Data from: Long-range PCR allows sequencing of mitochondrial genomes from environmental DNA

As environmental DNA (eDNA) from macro-organisms is often assumed to be highly degraded, current eDNA assays target small DNA fragments to estimate species richness by metabarcoding. A limitation of this approach is the inherent lack of unique species-specific single-nucleotide polymorphisms available for unequivocal species identification. We designed a novel primer pair capable of amplifying whole mitochondrial genomes and evaluated it in silico for a wide range of ray-finned fishes (Class: Actinopterygii). We tested the primer pair using long-range PCR and Illumina sequencing in vitro on a mock community of fish species assembled from pooling genomic DNA extracted from tissues. In situ we utilized long-range PCR and Illumina sequencing to generate fragments between 16 and 17 kb from eDNA extracted from filtered water samples. Water samples were sourced from a mesocosm experiment and from a natural stream. We validated our method in silico for 61 orders of Actinopterygii; we successfully sequenced mitogenomes in vitro from all six species in our mock community. In situ we recovered mitogenomes for all species present in our mesocosms. We additionally recovered mitogenomes from 10 of 12 species caught at the time of water sampling and two species previously only detected from eDNA metabarcoding of short DNA fragments from a natural stream. Successful amplification of large fragments (>16 kb) from eDNA demonstrates that not all eDNA is highly degraded. Sequencing whole mitogenomes from filtered water samples will alleviate many problems associated with identification of species from short-fragment PCR amplicon-based methods.

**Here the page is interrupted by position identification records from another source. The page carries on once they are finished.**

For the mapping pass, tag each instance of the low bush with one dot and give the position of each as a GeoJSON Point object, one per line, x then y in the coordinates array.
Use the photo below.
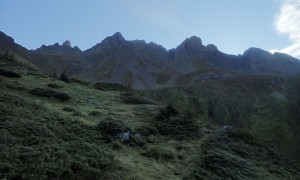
{"type": "Point", "coordinates": [50, 94]}
{"type": "Point", "coordinates": [168, 122]}
{"type": "Point", "coordinates": [68, 109]}
{"type": "Point", "coordinates": [131, 98]}
{"type": "Point", "coordinates": [95, 113]}
{"type": "Point", "coordinates": [111, 87]}
{"type": "Point", "coordinates": [9, 73]}
{"type": "Point", "coordinates": [235, 155]}
{"type": "Point", "coordinates": [159, 153]}
{"type": "Point", "coordinates": [55, 86]}
{"type": "Point", "coordinates": [112, 128]}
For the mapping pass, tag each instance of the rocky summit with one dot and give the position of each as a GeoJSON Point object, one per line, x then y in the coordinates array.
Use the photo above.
{"type": "Point", "coordinates": [134, 110]}
{"type": "Point", "coordinates": [147, 65]}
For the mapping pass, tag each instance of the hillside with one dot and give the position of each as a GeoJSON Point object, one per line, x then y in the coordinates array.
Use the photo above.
{"type": "Point", "coordinates": [144, 65]}
{"type": "Point", "coordinates": [51, 129]}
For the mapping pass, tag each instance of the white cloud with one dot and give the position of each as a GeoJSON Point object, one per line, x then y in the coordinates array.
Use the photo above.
{"type": "Point", "coordinates": [288, 22]}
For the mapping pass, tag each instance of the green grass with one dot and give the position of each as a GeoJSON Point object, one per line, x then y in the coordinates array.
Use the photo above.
{"type": "Point", "coordinates": [44, 137]}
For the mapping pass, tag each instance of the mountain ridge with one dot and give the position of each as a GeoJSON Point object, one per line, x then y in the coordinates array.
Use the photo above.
{"type": "Point", "coordinates": [148, 65]}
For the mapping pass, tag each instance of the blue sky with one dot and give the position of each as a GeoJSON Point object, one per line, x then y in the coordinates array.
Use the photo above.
{"type": "Point", "coordinates": [232, 25]}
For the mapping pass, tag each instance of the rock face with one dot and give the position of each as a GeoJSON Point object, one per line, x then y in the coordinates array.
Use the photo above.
{"type": "Point", "coordinates": [67, 43]}
{"type": "Point", "coordinates": [147, 65]}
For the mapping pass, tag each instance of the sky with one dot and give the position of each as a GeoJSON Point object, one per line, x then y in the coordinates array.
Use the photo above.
{"type": "Point", "coordinates": [232, 25]}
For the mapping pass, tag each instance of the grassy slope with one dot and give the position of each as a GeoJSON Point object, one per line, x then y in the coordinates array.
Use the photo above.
{"type": "Point", "coordinates": [40, 140]}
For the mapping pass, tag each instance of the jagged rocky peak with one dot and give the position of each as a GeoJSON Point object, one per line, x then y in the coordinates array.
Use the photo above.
{"type": "Point", "coordinates": [67, 43]}
{"type": "Point", "coordinates": [117, 37]}
{"type": "Point", "coordinates": [211, 48]}
{"type": "Point", "coordinates": [5, 38]}
{"type": "Point", "coordinates": [256, 52]}
{"type": "Point", "coordinates": [191, 45]}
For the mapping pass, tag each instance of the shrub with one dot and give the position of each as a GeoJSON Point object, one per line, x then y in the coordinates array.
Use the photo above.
{"type": "Point", "coordinates": [111, 128]}
{"type": "Point", "coordinates": [50, 94]}
{"type": "Point", "coordinates": [64, 78]}
{"type": "Point", "coordinates": [111, 87]}
{"type": "Point", "coordinates": [9, 73]}
{"type": "Point", "coordinates": [95, 113]}
{"type": "Point", "coordinates": [68, 109]}
{"type": "Point", "coordinates": [55, 86]}
{"type": "Point", "coordinates": [159, 153]}
{"type": "Point", "coordinates": [168, 122]}
{"type": "Point", "coordinates": [130, 98]}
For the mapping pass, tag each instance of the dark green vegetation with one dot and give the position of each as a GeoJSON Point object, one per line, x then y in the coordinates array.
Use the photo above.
{"type": "Point", "coordinates": [110, 131]}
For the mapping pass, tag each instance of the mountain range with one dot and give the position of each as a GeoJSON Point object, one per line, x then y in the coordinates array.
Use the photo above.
{"type": "Point", "coordinates": [144, 65]}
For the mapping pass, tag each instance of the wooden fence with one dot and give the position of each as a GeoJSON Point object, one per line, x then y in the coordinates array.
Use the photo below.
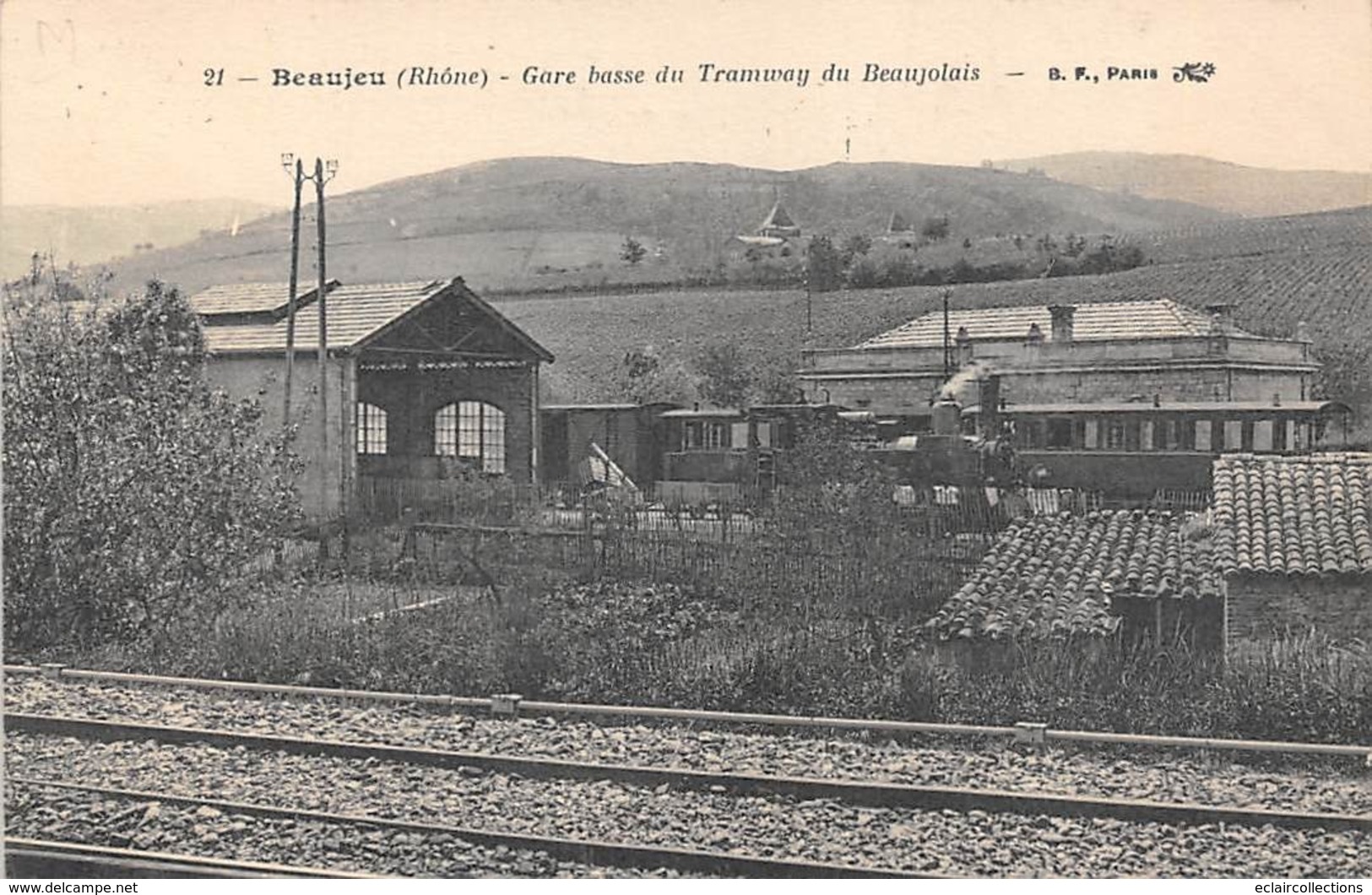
{"type": "Point", "coordinates": [895, 570]}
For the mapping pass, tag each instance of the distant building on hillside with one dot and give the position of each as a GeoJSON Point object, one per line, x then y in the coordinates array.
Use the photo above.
{"type": "Point", "coordinates": [777, 230]}
{"type": "Point", "coordinates": [900, 232]}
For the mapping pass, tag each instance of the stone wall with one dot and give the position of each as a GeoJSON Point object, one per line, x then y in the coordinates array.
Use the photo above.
{"type": "Point", "coordinates": [410, 399]}
{"type": "Point", "coordinates": [1266, 605]}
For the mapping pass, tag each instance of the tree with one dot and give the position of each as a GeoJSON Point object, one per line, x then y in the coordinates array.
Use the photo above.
{"type": "Point", "coordinates": [936, 228]}
{"type": "Point", "coordinates": [726, 377]}
{"type": "Point", "coordinates": [855, 247]}
{"type": "Point", "coordinates": [632, 250]}
{"type": "Point", "coordinates": [823, 265]}
{"type": "Point", "coordinates": [643, 377]}
{"type": "Point", "coordinates": [133, 493]}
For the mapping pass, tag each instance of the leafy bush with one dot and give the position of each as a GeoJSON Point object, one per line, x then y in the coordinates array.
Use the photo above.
{"type": "Point", "coordinates": [133, 491]}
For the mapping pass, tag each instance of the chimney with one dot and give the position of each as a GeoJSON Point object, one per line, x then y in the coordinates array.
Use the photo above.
{"type": "Point", "coordinates": [1062, 316]}
{"type": "Point", "coordinates": [963, 342]}
{"type": "Point", "coordinates": [988, 397]}
{"type": "Point", "coordinates": [947, 416]}
{"type": "Point", "coordinates": [1222, 317]}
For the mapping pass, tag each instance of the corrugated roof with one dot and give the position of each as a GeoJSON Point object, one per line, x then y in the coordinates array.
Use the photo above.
{"type": "Point", "coordinates": [1294, 515]}
{"type": "Point", "coordinates": [248, 298]}
{"type": "Point", "coordinates": [1091, 323]}
{"type": "Point", "coordinates": [1055, 576]}
{"type": "Point", "coordinates": [353, 313]}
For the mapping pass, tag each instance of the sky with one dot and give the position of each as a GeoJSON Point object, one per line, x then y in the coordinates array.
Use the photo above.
{"type": "Point", "coordinates": [107, 102]}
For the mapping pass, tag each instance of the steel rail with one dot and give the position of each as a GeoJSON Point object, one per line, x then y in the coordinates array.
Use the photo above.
{"type": "Point", "coordinates": [588, 851]}
{"type": "Point", "coordinates": [41, 858]}
{"type": "Point", "coordinates": [1020, 732]}
{"type": "Point", "coordinates": [862, 792]}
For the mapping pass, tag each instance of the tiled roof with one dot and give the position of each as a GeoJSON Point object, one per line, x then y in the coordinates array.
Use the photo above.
{"type": "Point", "coordinates": [1294, 515]}
{"type": "Point", "coordinates": [355, 312]}
{"type": "Point", "coordinates": [1091, 323]}
{"type": "Point", "coordinates": [1057, 576]}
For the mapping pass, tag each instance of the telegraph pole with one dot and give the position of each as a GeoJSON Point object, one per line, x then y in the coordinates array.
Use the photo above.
{"type": "Point", "coordinates": [296, 268]}
{"type": "Point", "coordinates": [323, 173]}
{"type": "Point", "coordinates": [322, 301]}
{"type": "Point", "coordinates": [947, 344]}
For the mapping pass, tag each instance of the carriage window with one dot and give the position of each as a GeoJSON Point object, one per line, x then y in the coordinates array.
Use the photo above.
{"type": "Point", "coordinates": [369, 425]}
{"type": "Point", "coordinates": [1132, 437]}
{"type": "Point", "coordinates": [472, 430]}
{"type": "Point", "coordinates": [1114, 434]}
{"type": "Point", "coordinates": [1163, 434]}
{"type": "Point", "coordinates": [1060, 432]}
{"type": "Point", "coordinates": [1234, 436]}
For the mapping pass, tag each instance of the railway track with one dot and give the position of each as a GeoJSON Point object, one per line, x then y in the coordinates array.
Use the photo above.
{"type": "Point", "coordinates": [41, 858]}
{"type": "Point", "coordinates": [1038, 733]}
{"type": "Point", "coordinates": [500, 784]}
{"type": "Point", "coordinates": [582, 851]}
{"type": "Point", "coordinates": [869, 794]}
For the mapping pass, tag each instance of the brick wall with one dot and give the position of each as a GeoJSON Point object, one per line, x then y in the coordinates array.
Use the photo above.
{"type": "Point", "coordinates": [410, 399]}
{"type": "Point", "coordinates": [1264, 605]}
{"type": "Point", "coordinates": [263, 379]}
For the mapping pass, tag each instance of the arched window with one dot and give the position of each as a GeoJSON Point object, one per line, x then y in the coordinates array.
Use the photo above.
{"type": "Point", "coordinates": [471, 430]}
{"type": "Point", "coordinates": [369, 423]}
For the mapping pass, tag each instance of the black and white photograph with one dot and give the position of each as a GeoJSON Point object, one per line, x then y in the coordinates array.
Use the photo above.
{"type": "Point", "coordinates": [581, 440]}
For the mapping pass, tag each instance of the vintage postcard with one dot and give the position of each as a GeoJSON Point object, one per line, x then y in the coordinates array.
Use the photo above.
{"type": "Point", "coordinates": [604, 438]}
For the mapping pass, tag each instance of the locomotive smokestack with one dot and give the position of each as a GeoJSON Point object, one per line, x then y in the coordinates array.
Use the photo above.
{"type": "Point", "coordinates": [988, 396]}
{"type": "Point", "coordinates": [947, 416]}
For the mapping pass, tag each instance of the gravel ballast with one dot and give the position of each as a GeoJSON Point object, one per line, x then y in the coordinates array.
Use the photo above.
{"type": "Point", "coordinates": [151, 825]}
{"type": "Point", "coordinates": [1170, 777]}
{"type": "Point", "coordinates": [973, 843]}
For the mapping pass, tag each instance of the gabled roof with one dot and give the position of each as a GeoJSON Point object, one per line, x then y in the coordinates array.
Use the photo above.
{"type": "Point", "coordinates": [1294, 515]}
{"type": "Point", "coordinates": [1053, 577]}
{"type": "Point", "coordinates": [1091, 323]}
{"type": "Point", "coordinates": [252, 298]}
{"type": "Point", "coordinates": [778, 219]}
{"type": "Point", "coordinates": [355, 313]}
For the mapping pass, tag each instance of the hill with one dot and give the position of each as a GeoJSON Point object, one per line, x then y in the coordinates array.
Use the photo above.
{"type": "Point", "coordinates": [89, 235]}
{"type": "Point", "coordinates": [1313, 268]}
{"type": "Point", "coordinates": [530, 223]}
{"type": "Point", "coordinates": [1235, 188]}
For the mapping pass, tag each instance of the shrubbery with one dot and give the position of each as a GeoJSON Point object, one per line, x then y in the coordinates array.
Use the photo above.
{"type": "Point", "coordinates": [133, 493]}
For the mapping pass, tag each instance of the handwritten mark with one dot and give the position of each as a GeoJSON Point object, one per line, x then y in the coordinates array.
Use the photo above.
{"type": "Point", "coordinates": [1196, 72]}
{"type": "Point", "coordinates": [62, 35]}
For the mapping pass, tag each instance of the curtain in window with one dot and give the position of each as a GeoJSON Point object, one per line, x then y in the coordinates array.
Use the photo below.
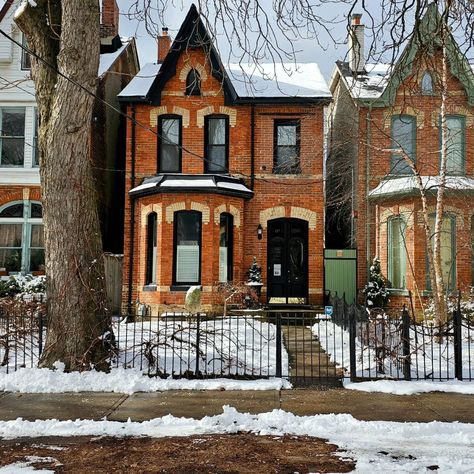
{"type": "Point", "coordinates": [455, 145]}
{"type": "Point", "coordinates": [396, 253]}
{"type": "Point", "coordinates": [403, 138]}
{"type": "Point", "coordinates": [187, 250]}
{"type": "Point", "coordinates": [216, 160]}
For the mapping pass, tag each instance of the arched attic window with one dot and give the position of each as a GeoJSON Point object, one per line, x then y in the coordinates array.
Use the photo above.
{"type": "Point", "coordinates": [427, 84]}
{"type": "Point", "coordinates": [193, 83]}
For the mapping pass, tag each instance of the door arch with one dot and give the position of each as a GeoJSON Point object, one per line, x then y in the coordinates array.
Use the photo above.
{"type": "Point", "coordinates": [287, 261]}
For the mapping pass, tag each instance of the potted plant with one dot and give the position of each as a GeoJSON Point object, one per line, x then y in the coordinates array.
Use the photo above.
{"type": "Point", "coordinates": [254, 277]}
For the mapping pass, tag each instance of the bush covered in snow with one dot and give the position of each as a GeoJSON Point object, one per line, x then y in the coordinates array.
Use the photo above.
{"type": "Point", "coordinates": [375, 291]}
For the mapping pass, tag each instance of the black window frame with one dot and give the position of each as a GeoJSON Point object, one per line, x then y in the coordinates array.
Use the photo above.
{"type": "Point", "coordinates": [161, 119]}
{"type": "Point", "coordinates": [286, 122]}
{"type": "Point", "coordinates": [151, 244]}
{"type": "Point", "coordinates": [207, 145]}
{"type": "Point", "coordinates": [193, 84]}
{"type": "Point", "coordinates": [230, 244]}
{"type": "Point", "coordinates": [175, 283]}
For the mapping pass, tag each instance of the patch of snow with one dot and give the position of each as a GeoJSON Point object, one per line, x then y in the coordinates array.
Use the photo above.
{"type": "Point", "coordinates": [141, 83]}
{"type": "Point", "coordinates": [408, 184]}
{"type": "Point", "coordinates": [403, 387]}
{"type": "Point", "coordinates": [120, 380]}
{"type": "Point", "coordinates": [376, 446]}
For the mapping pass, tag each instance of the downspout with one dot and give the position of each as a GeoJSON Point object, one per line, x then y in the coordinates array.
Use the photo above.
{"type": "Point", "coordinates": [367, 189]}
{"type": "Point", "coordinates": [252, 147]}
{"type": "Point", "coordinates": [132, 216]}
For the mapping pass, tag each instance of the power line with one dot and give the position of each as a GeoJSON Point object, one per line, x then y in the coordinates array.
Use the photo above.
{"type": "Point", "coordinates": [138, 123]}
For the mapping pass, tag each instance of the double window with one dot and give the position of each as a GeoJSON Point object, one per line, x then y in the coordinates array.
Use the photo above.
{"type": "Point", "coordinates": [21, 238]}
{"type": "Point", "coordinates": [187, 247]}
{"type": "Point", "coordinates": [286, 157]}
{"type": "Point", "coordinates": [403, 144]}
{"type": "Point", "coordinates": [169, 144]}
{"type": "Point", "coordinates": [12, 136]}
{"type": "Point", "coordinates": [216, 144]}
{"type": "Point", "coordinates": [455, 144]}
{"type": "Point", "coordinates": [396, 252]}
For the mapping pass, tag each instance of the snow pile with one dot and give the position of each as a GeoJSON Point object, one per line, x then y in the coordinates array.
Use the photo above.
{"type": "Point", "coordinates": [403, 387]}
{"type": "Point", "coordinates": [120, 381]}
{"type": "Point", "coordinates": [376, 446]}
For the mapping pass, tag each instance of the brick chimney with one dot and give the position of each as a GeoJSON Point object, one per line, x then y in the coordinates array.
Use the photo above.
{"type": "Point", "coordinates": [356, 44]}
{"type": "Point", "coordinates": [110, 19]}
{"type": "Point", "coordinates": [164, 44]}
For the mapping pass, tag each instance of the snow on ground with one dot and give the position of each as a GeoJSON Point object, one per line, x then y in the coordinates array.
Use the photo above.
{"type": "Point", "coordinates": [120, 380]}
{"type": "Point", "coordinates": [429, 360]}
{"type": "Point", "coordinates": [403, 387]}
{"type": "Point", "coordinates": [376, 446]}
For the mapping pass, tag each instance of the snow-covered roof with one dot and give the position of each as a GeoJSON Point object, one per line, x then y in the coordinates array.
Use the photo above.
{"type": "Point", "coordinates": [107, 60]}
{"type": "Point", "coordinates": [207, 183]}
{"type": "Point", "coordinates": [278, 80]}
{"type": "Point", "coordinates": [409, 184]}
{"type": "Point", "coordinates": [369, 85]}
{"type": "Point", "coordinates": [268, 80]}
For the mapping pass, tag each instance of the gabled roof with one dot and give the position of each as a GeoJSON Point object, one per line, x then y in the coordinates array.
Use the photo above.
{"type": "Point", "coordinates": [378, 85]}
{"type": "Point", "coordinates": [275, 83]}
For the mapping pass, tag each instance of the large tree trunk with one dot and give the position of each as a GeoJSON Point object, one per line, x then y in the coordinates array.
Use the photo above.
{"type": "Point", "coordinates": [66, 34]}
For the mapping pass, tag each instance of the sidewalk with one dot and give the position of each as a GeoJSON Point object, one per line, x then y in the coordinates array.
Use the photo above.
{"type": "Point", "coordinates": [197, 404]}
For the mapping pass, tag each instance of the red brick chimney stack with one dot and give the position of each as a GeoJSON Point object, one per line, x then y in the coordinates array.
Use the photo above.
{"type": "Point", "coordinates": [110, 19]}
{"type": "Point", "coordinates": [164, 45]}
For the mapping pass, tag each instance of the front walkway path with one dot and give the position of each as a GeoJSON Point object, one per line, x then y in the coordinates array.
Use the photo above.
{"type": "Point", "coordinates": [196, 404]}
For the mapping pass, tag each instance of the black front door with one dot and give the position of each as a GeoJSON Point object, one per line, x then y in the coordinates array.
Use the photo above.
{"type": "Point", "coordinates": [287, 270]}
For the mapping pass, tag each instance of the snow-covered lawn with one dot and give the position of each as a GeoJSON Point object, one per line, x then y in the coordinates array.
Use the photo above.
{"type": "Point", "coordinates": [429, 359]}
{"type": "Point", "coordinates": [119, 380]}
{"type": "Point", "coordinates": [376, 446]}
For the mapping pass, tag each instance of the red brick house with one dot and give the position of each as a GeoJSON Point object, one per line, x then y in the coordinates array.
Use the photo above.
{"type": "Point", "coordinates": [222, 166]}
{"type": "Point", "coordinates": [21, 224]}
{"type": "Point", "coordinates": [379, 110]}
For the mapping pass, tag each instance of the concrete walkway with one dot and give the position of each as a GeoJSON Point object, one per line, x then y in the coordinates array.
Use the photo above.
{"type": "Point", "coordinates": [196, 404]}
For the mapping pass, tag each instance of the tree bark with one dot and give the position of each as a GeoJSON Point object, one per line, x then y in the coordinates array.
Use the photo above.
{"type": "Point", "coordinates": [65, 33]}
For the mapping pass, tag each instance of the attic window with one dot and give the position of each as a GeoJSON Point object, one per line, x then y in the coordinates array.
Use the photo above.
{"type": "Point", "coordinates": [193, 83]}
{"type": "Point", "coordinates": [427, 84]}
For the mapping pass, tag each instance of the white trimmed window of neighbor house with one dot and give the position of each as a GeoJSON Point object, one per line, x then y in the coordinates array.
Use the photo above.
{"type": "Point", "coordinates": [21, 238]}
{"type": "Point", "coordinates": [397, 252]}
{"type": "Point", "coordinates": [187, 248]}
{"type": "Point", "coordinates": [226, 247]}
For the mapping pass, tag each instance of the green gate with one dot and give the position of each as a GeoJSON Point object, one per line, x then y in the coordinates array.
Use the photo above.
{"type": "Point", "coordinates": [340, 273]}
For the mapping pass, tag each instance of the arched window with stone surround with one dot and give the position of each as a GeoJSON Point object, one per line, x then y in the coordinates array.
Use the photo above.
{"type": "Point", "coordinates": [427, 87]}
{"type": "Point", "coordinates": [21, 238]}
{"type": "Point", "coordinates": [193, 83]}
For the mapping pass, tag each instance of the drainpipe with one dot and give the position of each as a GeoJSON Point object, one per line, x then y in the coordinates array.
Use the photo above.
{"type": "Point", "coordinates": [367, 189]}
{"type": "Point", "coordinates": [252, 147]}
{"type": "Point", "coordinates": [132, 216]}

由于大型生物来源的环境DNA（environmental DNA，eDNA）通常被认为降解程度极高，当前的eDNA检测技术多通过元条形码测序（metabarcoding）靶向小型DNA片段，以此估算物种丰富度。该方法的局限性在于，其本质上缺乏可用于明确物种鉴定的物种特异性单核苷酸多态性（single-nucleotide polymorphisms）。 本研究设计了一种可扩增完整线粒体基因组的新型引物对，并通过计算机模拟（in silico）对辐鳍鱼纲（Actinopterygii）的多个类群进行了评估。我们通过体外实验（in vitro），将从组织中提取的基因组DNA混合构建鱼类模拟群落，利用长距PCR（long-range PCR）与Illumina测序技术对该引物对进行了验证。在原位实验（in situ）中，我们同样采用长距PCR与Illumina测序技术，从过滤水样提取的eDNA中扩增得到了16~17 kb的片段。本研究的水样来源于中宇宙实验与一条天然溪流。 我们通过计算机模拟（in silico）验证了该方法对辐鳍鱼纲61个目物种的适用性；在体外实验中，我们成功对模拟群落中的全部6个物种完成了线粒体基因组（mitogenome）测序。原位实验中，我们成功获取了中宇宙实验体系内所有物种的线粒体基因组。此外，我们从水样采集时捕获的12个物种中的10个，以及此前仅通过天然溪流短DNA片段eDNA元条形码测序检测到的2个物种中，均成功获取了线粒体基因组。 从eDNA中成功扩增得到大片段（>16 kb）DNA的结果证明，并非所有的环境DNA都发生了高度降解。通过过滤水样获取完整线粒体基因组序列的方法，将有效缓解基于短片段PCR扩增子的物种鉴定方法所存在的诸多问题。